Chad Gilhoi, a developer focused in the voice app space since mid-2017, led the session and shared lessons learned while creating Google Home based voice apps. He live demo’d some large national brand voice apps like Starbucks, Target (featuring Bullseye, the iconic dog that barks) and Progressive and went more into detail on a voice app he developed and launched April 2018 called National Day Update. Here are some of the highlights of the lessons learned:
The User Experience
As with any brand interaction, consider the unique user experiences you can create with voice. Explore content that is out of your brand comfort zone or obvious choices, especially if your product or service is not suitable for an immediate transaction or no-risk answer. Whatever you select, define when/ where you anticipate people will find you and what questions will they have? What value do they seek? Number one rule: avoid long, overly complex dialogues.
It’s not a build it and they will come situation. In other words, it’s not a mobile app scenario where you invest heavily to build your app and launch it into the world, only to have it sit in the store where very few can discover it unless they specifically seek it or arrive there from another paid for media channel message. Implicit discovery, Google Home’s model, takes any user’s question and serves up voice apps based on keywords and phrases that align with each app’s answers. With Alexa, for example, users still need to specifically request voice apps by name.
Many know Siri as the original voice persona. Siri, Apple’s version of voice, was integrated into the iphone 4S and released October 2011. After many failed queries and crossed wires, our family mainly used Siri for entertainment as in seeing what the silliest response would be. Seven years later, voice has come a long way and if you’re using it via your smart home speaker, mobile device, or in your vehicle, you’ve probably noticed this. For brands, voice is the space where you can create a persona that delivers your brand in a highly connected way that feels really personal. Enter in the smart and savvy female voice of Progressive’s voice app, which we heard in the session.
Voice can be a place for play and to learn. It’s a platform where you can gather exact user questions. Compare this to websites, for example, that assume the top questions people have then make them work to navigate to find their answer. Brands can use this data to inform any part of their sales and marketing. It can reveal trends, correlations and point you in the direction of your brand’s voice app sweet spot.

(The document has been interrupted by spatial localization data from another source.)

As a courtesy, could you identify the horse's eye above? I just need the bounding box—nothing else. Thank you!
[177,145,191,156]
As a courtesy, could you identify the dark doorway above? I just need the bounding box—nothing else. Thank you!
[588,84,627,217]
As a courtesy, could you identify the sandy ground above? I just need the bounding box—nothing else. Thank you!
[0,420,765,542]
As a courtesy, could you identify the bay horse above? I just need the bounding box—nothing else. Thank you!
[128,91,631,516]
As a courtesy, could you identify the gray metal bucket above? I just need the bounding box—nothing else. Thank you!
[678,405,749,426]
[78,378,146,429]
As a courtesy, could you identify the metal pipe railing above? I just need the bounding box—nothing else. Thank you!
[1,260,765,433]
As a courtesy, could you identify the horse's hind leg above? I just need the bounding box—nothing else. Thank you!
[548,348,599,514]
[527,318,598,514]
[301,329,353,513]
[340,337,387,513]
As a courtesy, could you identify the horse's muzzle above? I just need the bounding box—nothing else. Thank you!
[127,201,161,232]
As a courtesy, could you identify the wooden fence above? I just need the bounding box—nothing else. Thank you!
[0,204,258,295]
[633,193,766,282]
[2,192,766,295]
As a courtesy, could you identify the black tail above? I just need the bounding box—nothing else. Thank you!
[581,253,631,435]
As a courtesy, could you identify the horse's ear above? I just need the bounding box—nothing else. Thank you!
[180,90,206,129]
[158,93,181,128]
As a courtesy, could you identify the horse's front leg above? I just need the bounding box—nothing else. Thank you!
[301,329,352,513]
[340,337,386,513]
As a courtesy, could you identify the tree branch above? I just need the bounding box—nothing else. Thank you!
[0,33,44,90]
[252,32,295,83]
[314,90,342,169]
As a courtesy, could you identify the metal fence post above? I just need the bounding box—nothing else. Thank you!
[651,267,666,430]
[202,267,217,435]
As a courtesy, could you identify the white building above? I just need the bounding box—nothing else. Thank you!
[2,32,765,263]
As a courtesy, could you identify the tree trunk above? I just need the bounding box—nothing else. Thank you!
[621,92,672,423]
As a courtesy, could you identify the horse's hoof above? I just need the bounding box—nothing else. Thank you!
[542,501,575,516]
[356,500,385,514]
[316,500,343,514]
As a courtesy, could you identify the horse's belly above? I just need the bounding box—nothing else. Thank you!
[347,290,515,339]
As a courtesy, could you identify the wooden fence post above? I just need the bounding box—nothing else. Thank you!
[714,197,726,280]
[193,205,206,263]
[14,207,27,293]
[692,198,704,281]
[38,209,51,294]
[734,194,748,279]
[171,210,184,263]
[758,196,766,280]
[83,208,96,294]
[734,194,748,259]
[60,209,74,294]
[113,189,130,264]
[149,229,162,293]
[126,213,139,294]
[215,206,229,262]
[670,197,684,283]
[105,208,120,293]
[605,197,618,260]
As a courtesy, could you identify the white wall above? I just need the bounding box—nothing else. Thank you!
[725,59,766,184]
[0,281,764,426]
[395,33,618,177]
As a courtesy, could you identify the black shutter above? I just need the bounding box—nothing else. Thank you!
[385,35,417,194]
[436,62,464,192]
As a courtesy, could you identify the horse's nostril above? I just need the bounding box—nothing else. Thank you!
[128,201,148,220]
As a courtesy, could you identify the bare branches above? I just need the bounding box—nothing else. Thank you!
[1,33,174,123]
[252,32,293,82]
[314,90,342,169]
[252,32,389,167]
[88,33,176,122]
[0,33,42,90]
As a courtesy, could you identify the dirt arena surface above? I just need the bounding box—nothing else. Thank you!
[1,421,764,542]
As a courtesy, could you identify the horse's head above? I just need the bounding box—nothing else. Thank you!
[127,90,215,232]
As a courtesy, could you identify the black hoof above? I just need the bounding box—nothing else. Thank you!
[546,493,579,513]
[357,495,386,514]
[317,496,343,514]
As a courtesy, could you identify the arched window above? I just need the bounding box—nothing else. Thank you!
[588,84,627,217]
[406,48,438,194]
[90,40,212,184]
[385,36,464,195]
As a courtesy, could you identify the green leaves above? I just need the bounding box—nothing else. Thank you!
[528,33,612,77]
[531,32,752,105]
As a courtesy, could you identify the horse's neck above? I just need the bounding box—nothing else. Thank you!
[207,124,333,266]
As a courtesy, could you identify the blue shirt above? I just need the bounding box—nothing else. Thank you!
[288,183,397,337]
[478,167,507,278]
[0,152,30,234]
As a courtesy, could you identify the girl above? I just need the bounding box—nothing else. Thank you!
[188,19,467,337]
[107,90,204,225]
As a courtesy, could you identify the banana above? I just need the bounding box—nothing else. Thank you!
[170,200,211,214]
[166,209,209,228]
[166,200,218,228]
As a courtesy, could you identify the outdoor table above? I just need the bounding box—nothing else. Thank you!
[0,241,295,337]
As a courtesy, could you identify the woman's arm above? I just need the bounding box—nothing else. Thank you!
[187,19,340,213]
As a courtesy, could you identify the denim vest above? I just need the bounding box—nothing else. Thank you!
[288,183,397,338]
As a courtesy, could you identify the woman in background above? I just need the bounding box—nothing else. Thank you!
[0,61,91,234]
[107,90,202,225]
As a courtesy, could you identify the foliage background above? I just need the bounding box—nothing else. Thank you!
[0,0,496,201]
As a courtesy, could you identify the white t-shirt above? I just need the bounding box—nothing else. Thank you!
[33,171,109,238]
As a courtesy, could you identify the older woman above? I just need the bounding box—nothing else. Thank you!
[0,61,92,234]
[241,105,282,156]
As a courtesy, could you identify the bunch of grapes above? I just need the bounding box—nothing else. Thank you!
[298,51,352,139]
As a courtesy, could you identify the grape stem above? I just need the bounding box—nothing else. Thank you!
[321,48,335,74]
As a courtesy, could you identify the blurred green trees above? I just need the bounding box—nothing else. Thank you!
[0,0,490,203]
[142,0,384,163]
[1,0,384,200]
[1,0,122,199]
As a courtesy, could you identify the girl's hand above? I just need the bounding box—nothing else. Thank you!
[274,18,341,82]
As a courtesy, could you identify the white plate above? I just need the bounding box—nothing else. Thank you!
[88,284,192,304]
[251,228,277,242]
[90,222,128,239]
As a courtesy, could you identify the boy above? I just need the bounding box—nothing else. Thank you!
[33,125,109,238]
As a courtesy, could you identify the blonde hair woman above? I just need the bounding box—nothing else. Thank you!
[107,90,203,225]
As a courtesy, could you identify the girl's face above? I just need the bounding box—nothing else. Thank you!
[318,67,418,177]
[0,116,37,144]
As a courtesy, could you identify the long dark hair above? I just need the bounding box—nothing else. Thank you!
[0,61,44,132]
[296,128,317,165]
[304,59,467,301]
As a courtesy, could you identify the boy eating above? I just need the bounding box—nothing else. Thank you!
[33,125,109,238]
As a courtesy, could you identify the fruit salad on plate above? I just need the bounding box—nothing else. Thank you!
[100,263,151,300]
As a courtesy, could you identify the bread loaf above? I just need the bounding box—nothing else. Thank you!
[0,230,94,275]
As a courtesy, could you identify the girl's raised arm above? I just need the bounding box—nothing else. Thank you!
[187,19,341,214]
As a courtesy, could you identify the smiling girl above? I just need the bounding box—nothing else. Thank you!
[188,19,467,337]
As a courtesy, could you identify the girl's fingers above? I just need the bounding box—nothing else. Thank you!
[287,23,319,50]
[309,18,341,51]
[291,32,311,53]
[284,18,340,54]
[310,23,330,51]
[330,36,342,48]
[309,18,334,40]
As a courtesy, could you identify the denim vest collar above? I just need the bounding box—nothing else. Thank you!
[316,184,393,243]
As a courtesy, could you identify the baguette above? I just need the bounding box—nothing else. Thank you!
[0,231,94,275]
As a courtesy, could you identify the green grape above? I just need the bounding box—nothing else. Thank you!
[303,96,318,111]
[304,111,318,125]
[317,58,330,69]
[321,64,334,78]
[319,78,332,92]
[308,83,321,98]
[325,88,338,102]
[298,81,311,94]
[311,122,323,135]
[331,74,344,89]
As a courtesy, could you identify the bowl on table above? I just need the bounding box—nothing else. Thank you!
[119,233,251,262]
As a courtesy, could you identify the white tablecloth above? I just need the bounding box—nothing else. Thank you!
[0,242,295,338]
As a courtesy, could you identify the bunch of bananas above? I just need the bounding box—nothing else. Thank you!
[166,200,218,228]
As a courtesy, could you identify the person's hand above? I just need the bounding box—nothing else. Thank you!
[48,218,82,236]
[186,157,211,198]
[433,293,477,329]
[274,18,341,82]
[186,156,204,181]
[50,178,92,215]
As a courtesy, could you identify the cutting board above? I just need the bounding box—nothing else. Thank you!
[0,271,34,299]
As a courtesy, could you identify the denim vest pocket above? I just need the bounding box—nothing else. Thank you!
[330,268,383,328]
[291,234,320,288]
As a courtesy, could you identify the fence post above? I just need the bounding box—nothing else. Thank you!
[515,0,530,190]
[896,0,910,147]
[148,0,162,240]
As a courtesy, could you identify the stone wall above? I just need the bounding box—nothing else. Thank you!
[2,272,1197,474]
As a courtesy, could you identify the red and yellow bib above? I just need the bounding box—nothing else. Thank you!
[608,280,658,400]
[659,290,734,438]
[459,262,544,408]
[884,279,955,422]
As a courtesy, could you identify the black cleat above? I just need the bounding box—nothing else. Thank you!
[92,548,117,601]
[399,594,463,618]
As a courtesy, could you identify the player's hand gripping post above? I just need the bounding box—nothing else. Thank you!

After a larger-picture overview of voice, its capabilities, the opportunities for connectivity among all of an individual’s devices and preferences and some ideas about how brands might approach the space, Gilhoi touched on National Day Update’s concept. He curates content that highlights a national day every day, served up through Google’s implicit discovery or through push notifications that returning users opt in to receive.
Brand assets created by Megan Junius, president and creative director at Peter Hill Design, and social media strategies created by Jen Gilhoi, SparkTrack Consulting, give the brand a professional look, visual assets and a focus for content delivery via Google Assistant, and @natldayupdate on Twitter and Instagram. It’s a reminder that although voice for brands can choose to be hyper-specific, as with any marketing channel, it should be integrated into the overall brand strategy.
At the macro level, a general polling of the audience suggested an affinity for voice. However, take the poll more mainstream and I’d anticipate discovering a hesitancy related to privacy, resistance to change and fear of adopting new technology. Based on what was shared, I inferred that drivers that shift people over to openness to smart home speakers and voice apps include convenience, hands-free, increased pain points with other devices and systems that don’t talk to each other, and seeing how others are successfully using voice to make their lives easier.
The audience shared some great questions and insight then we broke to celebrate National Pierogi Day just a half a block away at the Colonial Warehouse Minneapolis, where we invited Natasha’s Pierogi’s to be stationed. Despite the drizzle, it seems there was an appetite for pierogi as well as ventures into voice.
— What questions do you have? Any takeaways you’d like to share?